From Microsoft to Martin Luther, and back again
In 1994, Mike Halvorson was the first one to write a book about something nobody else cared about. The book? How to use a little-known software program called Microsoft Office. We can guess how that turned out. Halvorson graduated PLU in 1985 with a degree in computer science and a minor in history. That unique combination seemed to help when, soon after graduation, Halvorson found himself working for Microsoft, back in the days when they only had two buildings. He was employee #850.
“Why would a liberal arts degree matter?” he asked, musing on the days after his graduation. “It got me a job!”
The job was at Microsoft Press, the software giant’s in-house book publishing division. He worked there until 1993 and then set off on his own. By 2000, he had authored more than 30 books on how to master various software programs, from Microsoft Office to Visual Basic. He’s sold more than a million copies.
And then, as Halvorson described it, he “pushed the re-set button.”
He decided to earn his master’s – then his Ph.D. – in European history. And soon thereafter, he found himself back at his alma mater teaching about Martin Luther and Reformation Germany (and writing books about the subject, of course).

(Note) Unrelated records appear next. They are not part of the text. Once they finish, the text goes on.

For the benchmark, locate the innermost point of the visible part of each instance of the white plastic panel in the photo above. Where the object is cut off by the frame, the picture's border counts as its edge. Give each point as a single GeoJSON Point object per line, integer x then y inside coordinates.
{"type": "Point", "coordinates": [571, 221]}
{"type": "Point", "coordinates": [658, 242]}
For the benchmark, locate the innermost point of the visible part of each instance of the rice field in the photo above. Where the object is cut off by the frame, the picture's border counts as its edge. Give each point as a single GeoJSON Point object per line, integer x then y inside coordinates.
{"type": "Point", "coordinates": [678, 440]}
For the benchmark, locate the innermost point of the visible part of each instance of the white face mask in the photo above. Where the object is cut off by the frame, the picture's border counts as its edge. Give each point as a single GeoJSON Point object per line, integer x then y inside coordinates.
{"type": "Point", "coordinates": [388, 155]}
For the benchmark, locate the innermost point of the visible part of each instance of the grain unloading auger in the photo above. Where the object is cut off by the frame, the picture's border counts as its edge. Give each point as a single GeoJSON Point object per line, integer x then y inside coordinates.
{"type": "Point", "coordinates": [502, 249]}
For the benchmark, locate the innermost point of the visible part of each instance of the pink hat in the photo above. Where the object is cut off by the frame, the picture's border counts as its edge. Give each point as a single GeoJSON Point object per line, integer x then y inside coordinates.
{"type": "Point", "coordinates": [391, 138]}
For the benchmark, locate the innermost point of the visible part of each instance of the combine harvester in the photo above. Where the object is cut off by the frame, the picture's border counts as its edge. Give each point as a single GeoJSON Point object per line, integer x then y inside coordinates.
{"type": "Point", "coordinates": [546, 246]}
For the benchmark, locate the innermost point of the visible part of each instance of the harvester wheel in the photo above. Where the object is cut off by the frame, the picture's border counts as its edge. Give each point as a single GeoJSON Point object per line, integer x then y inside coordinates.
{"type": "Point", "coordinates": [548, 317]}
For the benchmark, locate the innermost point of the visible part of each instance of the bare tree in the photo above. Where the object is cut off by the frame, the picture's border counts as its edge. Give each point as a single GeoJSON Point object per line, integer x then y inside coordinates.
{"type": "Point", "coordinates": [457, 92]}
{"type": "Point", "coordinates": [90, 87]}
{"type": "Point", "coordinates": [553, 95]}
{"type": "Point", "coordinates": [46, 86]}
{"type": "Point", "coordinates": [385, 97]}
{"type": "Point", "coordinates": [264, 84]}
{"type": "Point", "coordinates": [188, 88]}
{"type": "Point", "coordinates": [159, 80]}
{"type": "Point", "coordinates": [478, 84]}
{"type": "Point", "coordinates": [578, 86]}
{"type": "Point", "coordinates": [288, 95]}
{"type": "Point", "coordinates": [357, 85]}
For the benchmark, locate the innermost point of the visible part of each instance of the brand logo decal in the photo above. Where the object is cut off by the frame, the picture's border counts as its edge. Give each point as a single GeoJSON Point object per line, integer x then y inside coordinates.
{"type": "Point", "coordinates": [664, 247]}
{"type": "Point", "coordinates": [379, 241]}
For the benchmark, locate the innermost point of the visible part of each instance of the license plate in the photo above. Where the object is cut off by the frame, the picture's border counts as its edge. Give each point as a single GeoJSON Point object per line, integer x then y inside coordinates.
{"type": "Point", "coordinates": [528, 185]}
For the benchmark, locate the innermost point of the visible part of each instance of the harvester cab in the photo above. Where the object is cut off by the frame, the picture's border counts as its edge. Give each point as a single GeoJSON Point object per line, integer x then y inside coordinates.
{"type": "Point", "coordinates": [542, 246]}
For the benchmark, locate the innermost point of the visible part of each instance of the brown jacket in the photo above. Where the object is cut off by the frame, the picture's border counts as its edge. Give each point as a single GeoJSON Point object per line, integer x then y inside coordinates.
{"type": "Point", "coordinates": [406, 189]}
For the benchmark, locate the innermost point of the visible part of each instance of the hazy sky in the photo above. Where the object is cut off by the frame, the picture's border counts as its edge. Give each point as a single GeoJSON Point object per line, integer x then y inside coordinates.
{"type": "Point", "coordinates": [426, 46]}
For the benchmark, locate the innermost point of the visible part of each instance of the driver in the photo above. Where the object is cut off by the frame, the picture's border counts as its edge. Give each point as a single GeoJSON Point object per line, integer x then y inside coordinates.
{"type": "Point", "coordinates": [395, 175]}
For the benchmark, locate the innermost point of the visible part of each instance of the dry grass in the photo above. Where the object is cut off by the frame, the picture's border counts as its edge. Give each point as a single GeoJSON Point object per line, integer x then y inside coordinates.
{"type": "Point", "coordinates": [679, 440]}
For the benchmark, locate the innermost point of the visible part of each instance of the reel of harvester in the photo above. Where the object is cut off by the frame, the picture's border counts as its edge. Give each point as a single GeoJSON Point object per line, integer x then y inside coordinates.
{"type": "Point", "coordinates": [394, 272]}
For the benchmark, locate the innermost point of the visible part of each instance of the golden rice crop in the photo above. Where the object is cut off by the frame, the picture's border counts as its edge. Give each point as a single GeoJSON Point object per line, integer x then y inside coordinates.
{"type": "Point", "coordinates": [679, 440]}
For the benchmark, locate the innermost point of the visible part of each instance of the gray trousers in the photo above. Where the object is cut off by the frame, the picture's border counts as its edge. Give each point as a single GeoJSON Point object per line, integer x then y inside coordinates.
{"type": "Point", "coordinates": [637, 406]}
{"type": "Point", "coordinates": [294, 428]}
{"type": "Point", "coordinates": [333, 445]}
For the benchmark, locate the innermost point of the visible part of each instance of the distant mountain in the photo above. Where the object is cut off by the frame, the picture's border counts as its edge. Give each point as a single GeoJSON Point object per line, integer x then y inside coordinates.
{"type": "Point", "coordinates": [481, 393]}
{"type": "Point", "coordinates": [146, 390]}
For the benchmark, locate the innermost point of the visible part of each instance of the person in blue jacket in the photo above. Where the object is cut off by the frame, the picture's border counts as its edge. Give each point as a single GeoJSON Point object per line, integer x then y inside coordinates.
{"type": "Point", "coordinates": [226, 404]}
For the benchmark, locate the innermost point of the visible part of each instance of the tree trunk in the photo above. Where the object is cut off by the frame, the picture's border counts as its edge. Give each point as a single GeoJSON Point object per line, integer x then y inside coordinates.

He realizes it is an odd combination: Not many people are experts in cutting-edge computer programming and 500-year old political and religious history. He’s also aware that some people might suggest that, in studying 16th Century European history, he is again writing books about things nobody cares about.
Hardly. He’s currently working on a book that addresses this “why should I care?” question he sometimes confronts. Tentatively titled “Golden Age: Ten Brilliant Leaps of Imagination,” the book considers some of the ideas that came out of Europe between 1400-1700 that still hold sway today. Inventions like the printing press, discoveries in anatomy and astronomy, and the creation of ideas like humanism and justification by faith.
Or, too, the very Lutheran concept of living a life of faith and interjecting it in the world. “It’s the idea of connecting your morality with your citizenship,” he said. This was, after all, what Martin Luther and the German Reformation was all about.
It’s also what PLU is about. Halvorson knows – he’s seen it from both sides, as a student and a history professor.
“When I first came here, I thought it was the biggest place in the world,” Halvorson said of his days as an undergraduate student. “Now, I see it as pretty small – a place where one person, one teacher, can make a big difference.”